Lowell Justice Center
CLOSE QUARTERS
Owing to security considerations, windows are mostly inoperable in the structure, a factor that made for a tight building envelope, which helps regulate interior temperatures. Courtesy © Anton Grassl

The project began in 2001, when the Commonwealth of Massachusetts’s Division of Capital Asset Management and Maintenance commissioned Finegold Alexander to perform a certifiable building study to determine whether to consolidate Lowell’s three separate courthouses into a single existing building or build a new structure to house them. When the study was completed in 2017, the architects recommended a new, purpose-built facility in the city’s Hamilton Canal Innovation District. “We originally wanted to create a net-zero building,” says Tony Hsiao, principal and director of design at the firm. “We looked at every option—we even thought of using the canal waters to drive electricity. When that proved unviable, we decided to aim for LEED Platinum.”

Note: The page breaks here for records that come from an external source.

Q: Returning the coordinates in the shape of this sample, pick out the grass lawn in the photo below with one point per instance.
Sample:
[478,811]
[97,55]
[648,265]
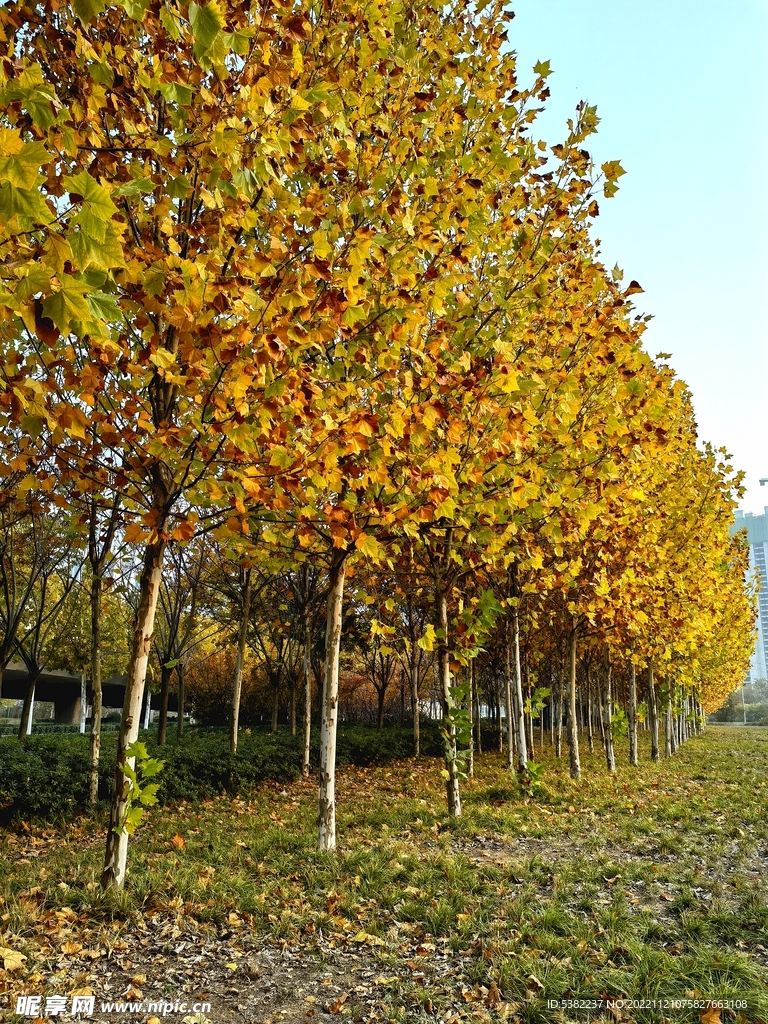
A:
[647,887]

The long interval between the study and the groundbreaking, while frustrating, also had its benefits. “Courts are generally very conservative as clients,” observes Garriga. “They know they will need to fund maintenance for many years and will only use technologies that are tried and tested. Elements like chilled beams and displacement air systems were mostly new when we started the study. By the time we started building, they were part of our everyday vocabulary.”

In early 2020, a few weeks before construction was complete, Finegold returned to Lowell to tour the Justice Center. Unlike the waiting room he’d visited in Fall River years before, Lowell’s lobbies and courtrooms were airy and aglow with natural light. “When I stepped into the jury deliberation room I almost started to laugh,” Finegold recalls. “I was thinking we’d made such a nice space there that no jury will ever vote to convict.”